Prerequisites

Conda environment

MISPR depends on a number of third party Python packages, and usually on specific versions of those packages. In order not to interfere with third party packages needed by other software on your machine or cluster, we strongly recommend isolating MISPR in a conda environment. In the following, we describe how to create a conda environment using the conda tool.

Important

MISPR requires Python version 3.10 or higher. We have extensively tested MISPR with Python 3.10.

Creating a conda environment

Before creating a conda environment, ensure that Anaconda or Miniconda is installed on your system. Most HPC clusters provide Anaconda as a loadable module. If you need to install it yourself, you can install Miniconda by following the official installation guide.

To create and activate a new virtual environment, go to your |CODES_DIR| (see Definition), and run the following commands:

conda create -n mispr_env python=3.10        # create "mispr_env" environment
conda activate mispr_env                    # activate "mispr_env" environment

This will create a directory in your |CODES_DIR| named mispr_env, where all the packages will be installed. After activation, your prompt should have (mispr_env) in front of it, indicating that you are working inside the conda environment. The activation script ensures that python programs have access only to packages installed inside the conda environment. To deactivate the enviornment, simply run:

conda deactivate

Note

You may need to install pip and setuptools in your conda environment in case the system or user version of these tools is old:

conda install pip setuptools

Required Software

Computational chemistry software dependencies

At the backend, MISPR uses:

Software

License Type

Purpose

Installation

Gaussian

Commercial

Perform DFT calculations

License required

AmberTools24

Open Source

Generate GAFF parameters

Direct download

LAMMPS

Open Source

Run MD simulations

Direct download

Packmol

Open Source

Build initial MD configurations

Follow user guide

Schrödinger

Commercial (Academic license available)

Generate OPLS2005 parameters (Optional)

License required

Ensure that you have access to the executables of these software before using MISPR. If Gaussian, AmberTools, Schrödinger and LAMMPS are already installed on HPC machines, the user typically needs to load their corresponding modules before their use.

Python package dependencies

  • pymatgen: MISPR uses pymatgen for handling different molecule representations and i/o operations specific to Gaussian and LAMMPS. We have made changes to the pymatgen library to make it compatible with our needs in MISPR. These changes have not been merged yet with the main pymatgen library.
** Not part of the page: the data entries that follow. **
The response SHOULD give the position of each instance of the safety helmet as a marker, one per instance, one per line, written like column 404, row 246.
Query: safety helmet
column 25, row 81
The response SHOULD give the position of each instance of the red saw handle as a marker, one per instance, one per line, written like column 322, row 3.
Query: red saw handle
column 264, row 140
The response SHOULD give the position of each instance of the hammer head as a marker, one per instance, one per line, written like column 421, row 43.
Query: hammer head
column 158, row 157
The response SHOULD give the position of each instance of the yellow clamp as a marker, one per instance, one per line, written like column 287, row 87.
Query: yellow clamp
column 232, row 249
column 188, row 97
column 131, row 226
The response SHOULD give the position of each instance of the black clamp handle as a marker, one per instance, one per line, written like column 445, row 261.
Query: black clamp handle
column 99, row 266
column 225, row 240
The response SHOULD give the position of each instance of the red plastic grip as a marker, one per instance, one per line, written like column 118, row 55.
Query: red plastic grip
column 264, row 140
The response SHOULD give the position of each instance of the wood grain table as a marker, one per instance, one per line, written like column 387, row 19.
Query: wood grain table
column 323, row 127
Therefore, in order to use MISPR, you need to install the MolMD version of pymatgen by running the following commands in your |CODES_DIR|:

    pip3 install pymatgen@git+https://github.com/molmd/pymatgen@molmd_fix_3-9#egg=pymatgen
    
  • FireWorks: MISPR uses FireWorks to design, manage, and execute workflows.

    Further details can be found in the FireWorks documentation.

    Note

    While FireWorks is used in MISPR for managing the DFT and MD workflows due to its many advantages, it takes some time to learn and get used to it.

  • custodian: MISPR uses custodian for handling errors that occur during the simulations and correcting them according to predefined rules. We have contributed a Gaussian plug-in to the custodian library, and these changes have been merged with the main custodian library.

  • OpenBabel to handle molecule operations via pymatgen as an interface. You can install OpenBabel using conda:

    conda install -c conda-forge openbabel=3.1.1
    
  • MDPropTools: MISPR uses mdproptools, which is a standalone Python package we developed for analyzing molecular dynamics trajectories and output files.

Note

FireWorks, custodian, and MDPropTools will be automatically installed as dependencies when you install MISPR. You don’t need to install them separately.

MongoDB

MISPR uses MongoDB as the backend database. MongoDB is a NoSQL database that is designed to store and retrieve data in a highly efficient and scalable manner. It stores data in the form of documents represented in the JSON (JavaScript Object Notation) format, which is similar to a Python dictionary.

MISPR uses MongoDB to:

  • Add, remove, and search the status of workflows - feature of FireWorks (required)

  • Create computational databases of DFT and MD predicted properties - Feature of MISPR (optional but strongly recommended)

Setting up MongoDB

Options for getting MongoDB are:

  • Install it yourself locally by following the instructions at MongoDB. This is pretty simple and typically works well if you are starting out with MISPR and want to learn how to use a database. However, with this option, you are limited with the storage space on your local machine and you do not have the option to share the database with other users. You also need to have the necessary privileges to install mongo on your machine.

  • Set up an account using a commercial service, which is typically the simplest and easiest to use but is not free of charge for databases with large size. Examples of such services include Atlas and MongoDB Atlas, which offer 500 MB databases for free. This is typically enough to get started for small projects.

  • Self-host a MongoDB server or ask your supercomputing center to offer MongoDB hosting. This is more complicated than the other options and will require continuous maintenance of the server.

After creating a new database, you need to keep record of your credentials. These will be used later in setting up the configuration files required by FireWorks.

Note

MongoDB must be accessible from the computers you are using to run the workflows.

Testing your MongoDB connection

Establishing a Connection to MongoDB Using Pymongo:

You need to import MongoClient from pymongo and then create a new MongoClient instance. This instance is used to connect to your MongoDB instance:

from pymongo import MongoClient

client = MongoClient("mongodb://localhost:27017/")

In this example, we’re connecting to a MongoDB instance that runs on the same machine (localhost) on port 27017, which is the default port for MongoDB.

Testing the Connection to MongoDB:

We can check the connection by listing all the databases:

print(client.list_database_names())

If the connection is successful, this command will return a list of names of the databases that are present in the MongoDB instance.

Remember, for you to connect to a MongoDB instance, the MongoDB server needs to be installed and running. If it’s not running on localhost:27017, you will need to provide the appropriate connection string.